While carrying out research online it is necessary to be aware of some of the possible pitfalls. These can range from digging up too much information to relying on non-trusted information and even hoax sites. Remember, anyone can write anything they like and put it on a website! It is best to find several sources so that research findings can be cross-checked.

Concerns about material on a website can be verified with the owner of the site by using a generic tool such as ‘whois.com’ or ‘coolwhois.com’. Also, if you are unsure about the provenance of an image that has been sent by a listener you can use ‘Tineye.com’. This site allows you to check where an image has come from and whether other versions of it exist.

For investigative journalists online safety is paramount. It may be necessary to keep your email secure by using an anonymous tool, and also to be able to use programs to hide your IP address. This can be accomplished by using a web-based proxy tool, several of which are available free of charge.

Making the best use of social media

If any justification were needed to support the use of the word ‘revolution’ in describing the changes the Internet has brought to the broadcast industry, then all that is required is the mention of two sites, Facebook and Twitter. Although Facebook was created in 2004 for an academic community, it was not until two years later that it was available to all. The same year, 2006, saw the birth of Twitter.

People have swarmed to embrace the idea of sharing content online and, for many, social media is a daily routine that has become a vital part of their lives. As of 2015, statistics from Facebook quote 864 million daily active users, while Twitter is said to have 284 million active users.

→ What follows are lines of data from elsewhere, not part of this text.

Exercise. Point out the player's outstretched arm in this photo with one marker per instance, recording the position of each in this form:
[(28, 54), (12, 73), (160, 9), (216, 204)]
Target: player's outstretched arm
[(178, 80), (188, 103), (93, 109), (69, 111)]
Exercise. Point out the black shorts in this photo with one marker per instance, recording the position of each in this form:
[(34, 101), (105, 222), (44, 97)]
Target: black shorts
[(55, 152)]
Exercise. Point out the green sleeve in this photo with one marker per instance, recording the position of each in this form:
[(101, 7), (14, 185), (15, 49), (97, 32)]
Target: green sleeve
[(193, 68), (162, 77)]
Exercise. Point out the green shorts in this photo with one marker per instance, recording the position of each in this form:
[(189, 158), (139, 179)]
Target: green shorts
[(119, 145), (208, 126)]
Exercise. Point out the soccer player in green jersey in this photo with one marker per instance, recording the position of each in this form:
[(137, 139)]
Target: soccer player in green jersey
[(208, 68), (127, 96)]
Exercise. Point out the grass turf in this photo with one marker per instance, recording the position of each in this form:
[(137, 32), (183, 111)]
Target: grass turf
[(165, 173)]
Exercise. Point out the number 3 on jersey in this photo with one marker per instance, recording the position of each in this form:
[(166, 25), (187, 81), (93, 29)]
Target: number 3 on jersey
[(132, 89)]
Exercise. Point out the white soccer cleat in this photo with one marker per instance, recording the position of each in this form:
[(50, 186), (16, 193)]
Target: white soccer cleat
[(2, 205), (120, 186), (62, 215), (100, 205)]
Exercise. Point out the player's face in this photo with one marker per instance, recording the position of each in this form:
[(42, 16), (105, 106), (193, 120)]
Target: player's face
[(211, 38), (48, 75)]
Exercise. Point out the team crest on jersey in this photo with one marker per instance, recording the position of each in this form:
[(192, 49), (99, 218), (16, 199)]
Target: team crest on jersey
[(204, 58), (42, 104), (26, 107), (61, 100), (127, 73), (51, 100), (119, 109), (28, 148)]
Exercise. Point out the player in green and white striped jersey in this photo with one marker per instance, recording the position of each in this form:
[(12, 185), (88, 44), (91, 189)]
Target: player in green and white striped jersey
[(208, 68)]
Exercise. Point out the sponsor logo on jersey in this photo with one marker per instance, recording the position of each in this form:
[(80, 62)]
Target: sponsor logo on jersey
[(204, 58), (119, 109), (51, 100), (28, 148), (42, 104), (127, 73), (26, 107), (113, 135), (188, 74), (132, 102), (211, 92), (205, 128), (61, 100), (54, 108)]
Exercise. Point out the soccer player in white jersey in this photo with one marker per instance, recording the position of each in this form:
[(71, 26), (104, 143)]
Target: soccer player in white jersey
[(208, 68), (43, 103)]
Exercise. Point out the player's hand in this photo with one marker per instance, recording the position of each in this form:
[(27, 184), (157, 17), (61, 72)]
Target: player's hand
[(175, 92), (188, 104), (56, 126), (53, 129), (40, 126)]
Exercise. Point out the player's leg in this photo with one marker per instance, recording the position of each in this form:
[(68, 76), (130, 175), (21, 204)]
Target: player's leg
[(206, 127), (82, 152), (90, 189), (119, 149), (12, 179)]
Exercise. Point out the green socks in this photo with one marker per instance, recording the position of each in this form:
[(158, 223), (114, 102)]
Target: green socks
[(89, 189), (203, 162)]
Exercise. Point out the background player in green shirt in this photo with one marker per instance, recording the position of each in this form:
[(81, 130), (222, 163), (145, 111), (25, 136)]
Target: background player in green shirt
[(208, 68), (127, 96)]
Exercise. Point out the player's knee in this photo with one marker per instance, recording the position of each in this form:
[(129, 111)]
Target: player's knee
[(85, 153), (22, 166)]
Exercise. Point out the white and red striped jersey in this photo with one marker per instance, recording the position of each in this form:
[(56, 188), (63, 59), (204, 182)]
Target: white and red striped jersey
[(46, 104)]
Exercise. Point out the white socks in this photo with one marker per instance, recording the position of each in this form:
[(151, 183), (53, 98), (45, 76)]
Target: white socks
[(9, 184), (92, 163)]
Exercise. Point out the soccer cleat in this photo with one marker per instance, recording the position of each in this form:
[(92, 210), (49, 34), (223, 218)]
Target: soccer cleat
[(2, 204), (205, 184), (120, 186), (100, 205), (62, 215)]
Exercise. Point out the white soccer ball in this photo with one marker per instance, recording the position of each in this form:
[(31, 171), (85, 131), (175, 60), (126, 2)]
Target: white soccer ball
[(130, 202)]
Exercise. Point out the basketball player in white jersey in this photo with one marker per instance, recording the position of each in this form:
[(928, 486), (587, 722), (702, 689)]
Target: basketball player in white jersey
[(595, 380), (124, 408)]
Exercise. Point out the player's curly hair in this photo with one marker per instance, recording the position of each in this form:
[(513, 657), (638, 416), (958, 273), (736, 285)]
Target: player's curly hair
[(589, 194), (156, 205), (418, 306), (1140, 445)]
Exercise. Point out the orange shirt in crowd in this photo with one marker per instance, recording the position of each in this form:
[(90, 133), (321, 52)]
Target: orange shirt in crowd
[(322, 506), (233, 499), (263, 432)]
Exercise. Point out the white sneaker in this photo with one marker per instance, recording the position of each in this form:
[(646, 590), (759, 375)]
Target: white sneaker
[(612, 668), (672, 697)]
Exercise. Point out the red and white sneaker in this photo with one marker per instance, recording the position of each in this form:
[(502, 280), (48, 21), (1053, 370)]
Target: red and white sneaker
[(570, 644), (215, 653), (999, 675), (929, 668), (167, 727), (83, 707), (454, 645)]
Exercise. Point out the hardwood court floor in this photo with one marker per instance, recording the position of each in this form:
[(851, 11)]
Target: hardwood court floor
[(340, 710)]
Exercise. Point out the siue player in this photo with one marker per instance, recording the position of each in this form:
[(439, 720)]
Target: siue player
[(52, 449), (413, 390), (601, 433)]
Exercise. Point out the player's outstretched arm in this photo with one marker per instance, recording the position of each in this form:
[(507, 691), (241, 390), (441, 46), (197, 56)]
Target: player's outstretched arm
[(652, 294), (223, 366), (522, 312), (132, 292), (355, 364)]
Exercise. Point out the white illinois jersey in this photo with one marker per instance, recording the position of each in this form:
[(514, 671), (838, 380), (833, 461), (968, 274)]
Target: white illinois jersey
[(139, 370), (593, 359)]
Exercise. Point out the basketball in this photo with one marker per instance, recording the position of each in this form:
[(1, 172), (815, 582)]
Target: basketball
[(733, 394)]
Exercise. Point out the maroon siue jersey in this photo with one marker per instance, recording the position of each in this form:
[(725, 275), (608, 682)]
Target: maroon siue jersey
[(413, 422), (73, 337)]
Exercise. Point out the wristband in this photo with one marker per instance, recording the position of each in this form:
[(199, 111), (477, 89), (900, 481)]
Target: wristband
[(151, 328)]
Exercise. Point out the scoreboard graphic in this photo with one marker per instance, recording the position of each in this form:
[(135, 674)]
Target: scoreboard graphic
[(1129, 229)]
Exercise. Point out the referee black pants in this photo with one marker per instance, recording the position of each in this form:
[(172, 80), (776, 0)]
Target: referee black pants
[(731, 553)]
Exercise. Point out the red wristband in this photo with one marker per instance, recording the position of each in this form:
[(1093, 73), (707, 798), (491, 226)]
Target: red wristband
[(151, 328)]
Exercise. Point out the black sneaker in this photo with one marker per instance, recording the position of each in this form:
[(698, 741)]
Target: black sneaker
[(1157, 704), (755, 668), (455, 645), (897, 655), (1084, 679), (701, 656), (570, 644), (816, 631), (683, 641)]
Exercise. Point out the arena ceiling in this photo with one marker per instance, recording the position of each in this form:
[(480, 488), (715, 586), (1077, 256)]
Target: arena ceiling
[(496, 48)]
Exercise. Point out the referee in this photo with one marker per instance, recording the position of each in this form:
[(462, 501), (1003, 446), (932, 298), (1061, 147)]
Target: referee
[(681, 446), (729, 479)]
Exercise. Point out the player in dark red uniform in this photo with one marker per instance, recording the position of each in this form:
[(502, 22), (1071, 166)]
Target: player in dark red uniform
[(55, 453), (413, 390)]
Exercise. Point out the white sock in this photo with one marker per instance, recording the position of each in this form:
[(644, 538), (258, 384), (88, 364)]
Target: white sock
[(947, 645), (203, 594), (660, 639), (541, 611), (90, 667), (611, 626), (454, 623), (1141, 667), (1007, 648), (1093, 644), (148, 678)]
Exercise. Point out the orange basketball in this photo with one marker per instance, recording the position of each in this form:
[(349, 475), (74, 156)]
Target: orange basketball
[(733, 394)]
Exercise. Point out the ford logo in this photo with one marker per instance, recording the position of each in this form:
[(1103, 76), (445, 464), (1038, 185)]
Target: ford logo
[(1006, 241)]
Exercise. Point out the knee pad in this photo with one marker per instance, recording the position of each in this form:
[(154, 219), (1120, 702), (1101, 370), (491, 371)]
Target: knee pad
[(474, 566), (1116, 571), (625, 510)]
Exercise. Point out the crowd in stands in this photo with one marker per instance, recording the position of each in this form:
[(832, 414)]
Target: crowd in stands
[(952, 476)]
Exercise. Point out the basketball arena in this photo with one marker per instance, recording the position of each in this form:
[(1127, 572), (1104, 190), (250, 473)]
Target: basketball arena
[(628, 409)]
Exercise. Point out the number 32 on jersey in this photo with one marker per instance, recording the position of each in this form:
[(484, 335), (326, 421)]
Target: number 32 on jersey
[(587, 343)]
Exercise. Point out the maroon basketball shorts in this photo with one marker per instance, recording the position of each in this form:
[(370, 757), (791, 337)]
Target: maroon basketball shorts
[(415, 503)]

The broadcast industry made early attempts to encourage listeners to join a ‘community’ and contribute to an online conversation by creating ‘message boards’. Like-minded listeners could join in a shared community discussing programmes, presenters, news stories and so on. The broadcasters hosted the content themselves – and here was the problem. Because what was written on the message boards could be construed as being the voice of the broadcaster, the radio station had to take full responsibility for the content created by its listeners. As a result ‘moderation’ became necessary – the role of the moderator was to monitor comments being uploaded to the site and act as editor, removing any comments that could be considered offensive or libellous. The users did not like the intervention of a moderator, viewing the role as a form of censorship; and the broadcasters did not like it much either, as it used valuable editorial resources. Then along came Facebook, Twitter and other popular social media sites which the broadcasters were keen to embrace, as these provided a sense of community and content sharing, but without the burden of hosting and editorial responsibilities.

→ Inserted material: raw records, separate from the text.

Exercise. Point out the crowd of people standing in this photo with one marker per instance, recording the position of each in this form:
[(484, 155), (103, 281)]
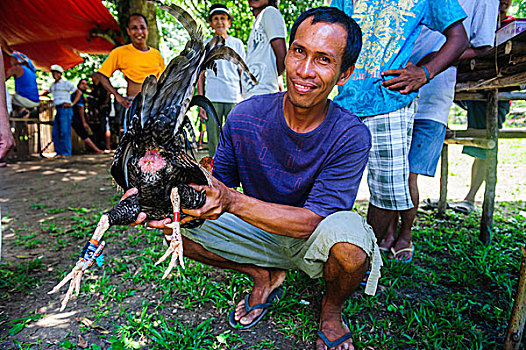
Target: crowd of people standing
[(303, 155)]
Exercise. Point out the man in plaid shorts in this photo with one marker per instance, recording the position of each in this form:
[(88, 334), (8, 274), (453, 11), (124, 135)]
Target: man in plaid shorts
[(384, 86)]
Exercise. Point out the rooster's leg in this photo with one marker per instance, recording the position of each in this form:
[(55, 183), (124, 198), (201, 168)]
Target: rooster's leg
[(175, 239), (92, 251)]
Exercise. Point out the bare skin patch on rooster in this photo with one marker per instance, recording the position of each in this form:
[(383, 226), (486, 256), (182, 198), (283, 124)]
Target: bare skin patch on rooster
[(152, 161)]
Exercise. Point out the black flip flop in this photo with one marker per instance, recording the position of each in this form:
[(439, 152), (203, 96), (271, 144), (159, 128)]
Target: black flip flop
[(276, 294)]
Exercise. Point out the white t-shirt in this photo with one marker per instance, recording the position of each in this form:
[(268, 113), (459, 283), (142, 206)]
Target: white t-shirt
[(225, 86), (436, 96), (61, 91), (261, 60)]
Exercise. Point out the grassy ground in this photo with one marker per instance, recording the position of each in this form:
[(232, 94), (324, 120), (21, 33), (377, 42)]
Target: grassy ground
[(457, 293)]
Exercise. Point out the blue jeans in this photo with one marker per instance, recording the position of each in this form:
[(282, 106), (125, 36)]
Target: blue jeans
[(61, 133)]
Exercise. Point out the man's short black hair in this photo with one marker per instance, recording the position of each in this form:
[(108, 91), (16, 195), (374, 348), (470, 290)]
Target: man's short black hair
[(217, 9), (136, 14), (333, 15)]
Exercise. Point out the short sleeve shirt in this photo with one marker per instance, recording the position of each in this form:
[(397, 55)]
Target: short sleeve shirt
[(135, 64), (261, 60), (390, 29), (61, 91), (436, 96), (225, 85), (319, 170)]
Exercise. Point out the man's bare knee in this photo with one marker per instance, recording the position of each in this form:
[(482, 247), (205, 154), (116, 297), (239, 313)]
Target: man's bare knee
[(347, 257)]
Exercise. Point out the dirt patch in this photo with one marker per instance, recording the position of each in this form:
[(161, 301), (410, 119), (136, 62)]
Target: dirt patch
[(58, 194), (43, 192)]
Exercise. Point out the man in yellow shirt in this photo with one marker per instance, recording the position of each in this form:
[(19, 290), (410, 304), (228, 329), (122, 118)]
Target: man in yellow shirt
[(136, 61)]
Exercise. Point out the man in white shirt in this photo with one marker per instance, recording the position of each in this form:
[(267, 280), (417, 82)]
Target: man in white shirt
[(430, 123), (61, 90), (266, 49), (224, 88)]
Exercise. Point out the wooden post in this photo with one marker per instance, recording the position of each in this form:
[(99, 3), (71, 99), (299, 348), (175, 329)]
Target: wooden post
[(486, 224), (518, 313), (442, 202)]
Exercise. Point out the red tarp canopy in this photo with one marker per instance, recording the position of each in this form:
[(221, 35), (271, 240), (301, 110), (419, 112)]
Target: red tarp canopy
[(55, 31)]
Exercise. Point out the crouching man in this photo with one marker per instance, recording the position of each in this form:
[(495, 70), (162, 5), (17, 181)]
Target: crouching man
[(299, 158)]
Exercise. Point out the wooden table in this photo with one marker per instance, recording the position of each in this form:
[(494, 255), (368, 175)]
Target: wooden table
[(503, 67)]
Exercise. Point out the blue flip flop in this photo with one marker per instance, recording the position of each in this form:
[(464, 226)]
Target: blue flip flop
[(410, 249), (276, 294), (331, 344)]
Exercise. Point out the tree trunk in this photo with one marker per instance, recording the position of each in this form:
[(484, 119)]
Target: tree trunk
[(127, 7)]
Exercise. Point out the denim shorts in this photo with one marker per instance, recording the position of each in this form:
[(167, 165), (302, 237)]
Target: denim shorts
[(426, 145)]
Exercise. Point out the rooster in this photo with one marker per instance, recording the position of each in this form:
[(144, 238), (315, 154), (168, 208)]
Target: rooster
[(152, 156)]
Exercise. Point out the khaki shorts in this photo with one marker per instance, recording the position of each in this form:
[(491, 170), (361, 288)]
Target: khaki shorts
[(240, 242)]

Different types of social media have different uses, strengths and advantages. Sites such as Tumblr, Flickr, Beebo, Instagram, Myspace, Google+, YouTube and Pinterest, for example, provide ways for listeners to get in touch, stay in touch and share content. The post or tweet is there for all the community to see – listeners and broadcasters alike. Everyone is sharing the same space on an equal footing and the communication process is instant and, unlike a phone call, text or email, a tweet or a post does not require a personal response.

So what are the advantages to a radio station of embracing social media? There are two main aims – to create content and to increase the audience and reach and share, i.e. gain more listeners and encourage existing listeners to listen longer. Each post or message is a marketing opportunity for a radio show, or the station as a whole, remembering that each post may be shared on Facebook or re-tweeted on Twitter. Thinking of the way fruit flies multiply, from a pair to millions in a few days, it is easy to comprehend how a post can ‘go viral’ overnight. Using social media, it is possible for an audience to a daily show to create content even when the programme is not on the air. The ‘Breakfast Show’ may only be on air from, say, six o’clock till nine, but with the aid of social media the show lives on 24/7.

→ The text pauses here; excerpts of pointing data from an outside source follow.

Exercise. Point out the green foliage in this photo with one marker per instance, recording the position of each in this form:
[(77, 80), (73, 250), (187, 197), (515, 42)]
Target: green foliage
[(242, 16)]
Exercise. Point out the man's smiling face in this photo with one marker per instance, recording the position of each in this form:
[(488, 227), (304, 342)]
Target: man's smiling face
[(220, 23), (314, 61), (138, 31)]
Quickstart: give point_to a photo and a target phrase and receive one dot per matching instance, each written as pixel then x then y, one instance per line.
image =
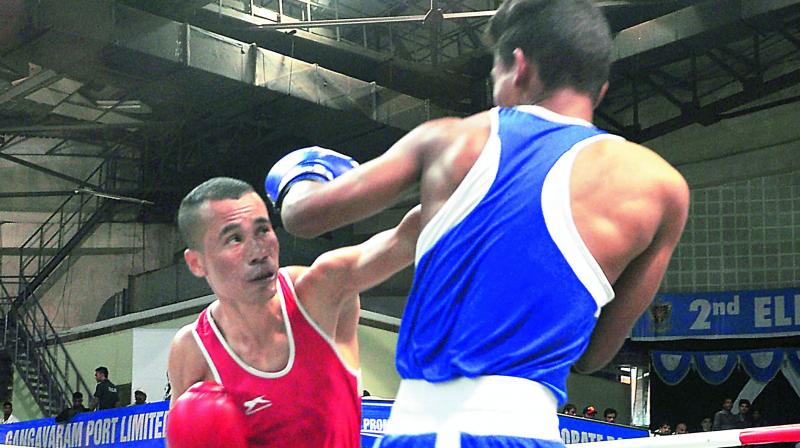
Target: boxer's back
pixel 503 285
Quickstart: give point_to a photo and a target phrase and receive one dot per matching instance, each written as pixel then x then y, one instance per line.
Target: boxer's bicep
pixel 635 288
pixel 186 364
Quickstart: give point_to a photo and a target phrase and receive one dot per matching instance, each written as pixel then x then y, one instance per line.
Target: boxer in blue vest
pixel 534 220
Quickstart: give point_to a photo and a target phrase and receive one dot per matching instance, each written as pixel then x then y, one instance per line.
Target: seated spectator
pixel 756 419
pixel 664 430
pixel 77 407
pixel 139 397
pixel 705 424
pixel 744 414
pixel 105 394
pixel 724 418
pixel 8 417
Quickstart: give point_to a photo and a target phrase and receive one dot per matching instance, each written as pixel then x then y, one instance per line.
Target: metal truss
pixel 705 84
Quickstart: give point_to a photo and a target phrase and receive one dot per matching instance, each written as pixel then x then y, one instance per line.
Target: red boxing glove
pixel 206 416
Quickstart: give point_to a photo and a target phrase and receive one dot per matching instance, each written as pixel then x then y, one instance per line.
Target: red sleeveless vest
pixel 312 402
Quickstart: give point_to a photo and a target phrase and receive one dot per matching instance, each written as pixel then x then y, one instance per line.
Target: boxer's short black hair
pixel 215 189
pixel 569 41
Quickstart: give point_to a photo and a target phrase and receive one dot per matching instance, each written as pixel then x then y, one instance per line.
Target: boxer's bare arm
pixel 186 364
pixel 329 288
pixel 310 209
pixel 663 193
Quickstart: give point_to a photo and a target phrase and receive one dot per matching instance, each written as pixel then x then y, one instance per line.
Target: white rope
pixel 713 439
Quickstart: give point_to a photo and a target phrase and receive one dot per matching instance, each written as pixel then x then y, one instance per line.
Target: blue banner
pixel 134 427
pixel 739 314
pixel 143 426
pixel 375 414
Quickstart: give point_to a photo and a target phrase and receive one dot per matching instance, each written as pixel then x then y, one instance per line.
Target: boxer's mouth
pixel 263 276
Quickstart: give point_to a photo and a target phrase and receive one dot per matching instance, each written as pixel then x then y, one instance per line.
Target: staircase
pixel 28 336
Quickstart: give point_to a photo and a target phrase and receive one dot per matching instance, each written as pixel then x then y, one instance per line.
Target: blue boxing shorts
pixel 483 412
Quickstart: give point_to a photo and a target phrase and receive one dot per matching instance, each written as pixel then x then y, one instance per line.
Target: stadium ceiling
pixel 203 87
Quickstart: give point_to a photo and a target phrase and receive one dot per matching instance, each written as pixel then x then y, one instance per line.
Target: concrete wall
pixel 98 268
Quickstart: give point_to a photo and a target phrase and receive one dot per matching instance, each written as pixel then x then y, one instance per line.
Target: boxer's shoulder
pixel 186 362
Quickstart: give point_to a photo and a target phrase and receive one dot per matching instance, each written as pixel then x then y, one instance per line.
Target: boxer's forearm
pixel 312 208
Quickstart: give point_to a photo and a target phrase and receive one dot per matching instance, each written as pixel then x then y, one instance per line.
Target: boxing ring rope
pixel 713 439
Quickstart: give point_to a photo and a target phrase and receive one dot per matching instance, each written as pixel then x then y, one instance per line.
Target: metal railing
pixel 49 244
pixel 42 361
pixel 28 335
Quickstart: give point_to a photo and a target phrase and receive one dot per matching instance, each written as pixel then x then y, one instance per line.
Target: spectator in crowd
pixel 664 429
pixel 756 418
pixel 105 394
pixel 8 417
pixel 724 418
pixel 744 414
pixel 139 397
pixel 705 424
pixel 77 407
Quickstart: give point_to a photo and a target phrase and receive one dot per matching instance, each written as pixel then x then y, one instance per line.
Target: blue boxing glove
pixel 312 163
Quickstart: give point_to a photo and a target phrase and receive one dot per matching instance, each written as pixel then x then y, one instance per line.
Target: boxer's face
pixel 239 258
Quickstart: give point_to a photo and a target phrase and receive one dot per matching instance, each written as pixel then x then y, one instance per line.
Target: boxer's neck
pixel 568 102
pixel 255 331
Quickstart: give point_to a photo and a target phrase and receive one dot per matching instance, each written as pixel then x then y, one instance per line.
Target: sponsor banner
pixel 134 426
pixel 375 414
pixel 737 314
pixel 143 427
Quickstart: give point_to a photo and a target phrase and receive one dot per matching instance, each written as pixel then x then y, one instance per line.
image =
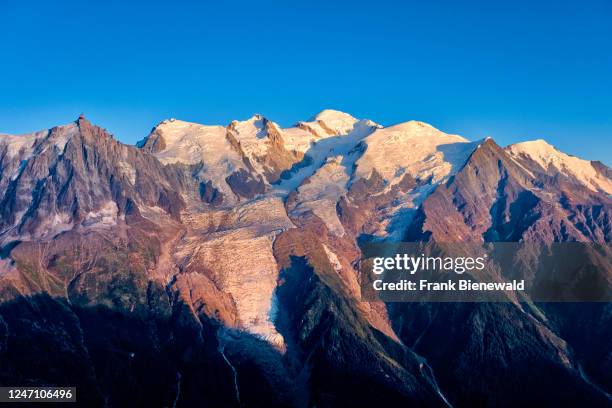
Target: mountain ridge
pixel 234 250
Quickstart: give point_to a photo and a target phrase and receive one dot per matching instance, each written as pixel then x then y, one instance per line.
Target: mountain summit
pixel 219 265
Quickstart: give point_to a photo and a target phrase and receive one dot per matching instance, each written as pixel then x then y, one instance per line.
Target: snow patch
pixel 549 158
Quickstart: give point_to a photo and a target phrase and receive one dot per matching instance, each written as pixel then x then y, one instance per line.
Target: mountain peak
pixel 338 121
pixel 550 159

The producer of the ‘Breakfast Show’ arriving at 3.30 in the morning can find the gift of a dozen new items which have been suggested by listeners overnight. Is this a reason for the production team to be lazy and complacent? Certainly not – but in addition to the leads and exclusives that may be found in this way, the producer can also make use of social media to reinforce the brand of the station and launch topics for future shows. By encouraging listeners to be ‘followers’, a tweet will be brought to their attention at any time, even when the show is not on the air. Careful timing of tweets can greatly increase the effectiveness and volume of responses, and a simple well-timed tweet can remind followers when the programme is back on air or alert them to special subjects.

Listeners are now very capable at collecting good-quality audio (and video) via their mobile phones. This ‘citizen journalism’ can make a major contribution to breaking stories. Listeners are likely to be first on the scene and it is often far less cumbersome to upload multimedia to a Facebook account than to do the same using a station’s own website. Audio material which has been collected by a listener who is ‘on the spot’ can be used as actuality for a news story. Even the uploading of images in the form of video and photographs is actively encouraged. They bring a new dimension to the radio station which is receptive to social media, as they can be shared with their own followers and added to the station’s own website. This rich media content will be especially important during severe weather conditions or at times of other natural disasters. Permissions for use may have to be sought, and questions regarding ownership and intellectual property rights might need to be discussed; and of course it will be necessary to treat all posts with an element of caution and to check each one for authenticity and accuracy before broadcast. Apart from the risk of spurious, malicious or joke posts, what is often overlooked is that businesses and commercial organisations will put much time and effort into creating and crafting posts, writing tweets and filling news feeds with content that marketing departments want you to see – and broadcast!

There are other dangers and pitfalls associated with an over-reliance on social media. It is necessary for presenters to remember that not every listener is riding high on the wave of new technology and social media, and it is easy to disenfranchise this section of the audience. There are still many ‘old fashioned’ listeners who just want to listen to the radio without contributing content. These listeners do not wish to communicate with other listeners, do not want to share content or tweet their views on anything and everything to the programme presenter. Such listeners may easily tire of hearing the presenter frequently imploring listeners to ‘Join us via Twitter’, ‘Visit our Facebook page’, ‘Contact us on email at so and so’, ‘Text us on xxx’ or ‘Call us on xxx’. Reading out a list like this can take up to 30 seconds, and it can easily sound like desperation. The key is in the balance – it might be enough to mention the website and perhaps one other method of contact which can be varied at each junction. The full contact information is listed on the station website and the tech-savvy will be quite familiar with using it as the first port of call for details.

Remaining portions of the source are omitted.